Competition Commissioner Neelie Kroes said: "The remedies will ensure that additional electricity generation is put on the market in the future which should lead to greater competition to the benefit of consumers".
EDF and its subsidiaries are active in the generation and wholesale trading of electricity and in the transmission, distribution and retail supply of electricity, as well as in the provision of other electricity-related services, in France and other countries. EDF is also active, to a lesser extent, in the natural gas retail and wholesale markets. Its presence in Belgium has so far been relatively limited, although it is currently the third largest operator.
Segebel is a holding company whose only asset is a 51% equity interest in SPE S.A. SPE is a Belgian company active in the production of electricity and in the trading and supply of electricity and gas in Belgium. SPE produces electricity through a portfolio of power plants in Flanders and Wallonia. It is the second largest electricity operator in Belgium, after the incumbent operator GDF SUEZ (Electrabel). It is present in the market under the Luminus brand.

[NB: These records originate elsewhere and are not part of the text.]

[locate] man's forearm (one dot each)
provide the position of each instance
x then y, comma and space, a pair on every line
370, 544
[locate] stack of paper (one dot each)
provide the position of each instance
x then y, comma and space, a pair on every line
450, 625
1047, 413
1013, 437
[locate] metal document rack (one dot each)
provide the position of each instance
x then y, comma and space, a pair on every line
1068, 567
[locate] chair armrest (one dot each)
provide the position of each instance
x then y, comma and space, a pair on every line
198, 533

The Commission's investigation revealed that the proposed transaction would not significantly affect competition on most relevant markets due to limited or non-existent horizontal overlaps between the parties' activities.
Nevertheless, the Commission did identify certain competition concerns in various Belgian electricity markets, in particular with regard to the Belgian wholesale electricity market. These arose from the fact that the proposed transaction removed EDF as a potential significant entrant in these markets because the incentives for the merged entity to develop new generation capacity in Belgium were likely to have been significantly reduced in comparison to the incentives that EDF had before the takeover. EDF has been developing two sites. The total new generation capacity that EDF was planning to develop constitutes about 10% of overall Belgian capacity. This capacity could allow EDF to further develop its business in the downstream markets for supplies to end consumers.
In order to remove the Commission's concerns, EDF has proposed the immediate divestment of the assets of one of the two abovementioned companies in charge of carrying out the projects and the divestment of the assets of the remaining project if, by a later date, EDF has not taken a final investment decision or has taken a decision not to invest with regard to the remaining site. These commitments will provide another operator with sufficient incentives to develop the sites, equivalent to EDF's incentives to do so before the takeover.
The Commission therefore concluded that the remedy package removed, in an appropriate and proportional manner, the concerns that it had identified. Through the restoration of the incentives to develop EDF's sites to the same level as before the takeover, Belgian consumers and businesses will benefit.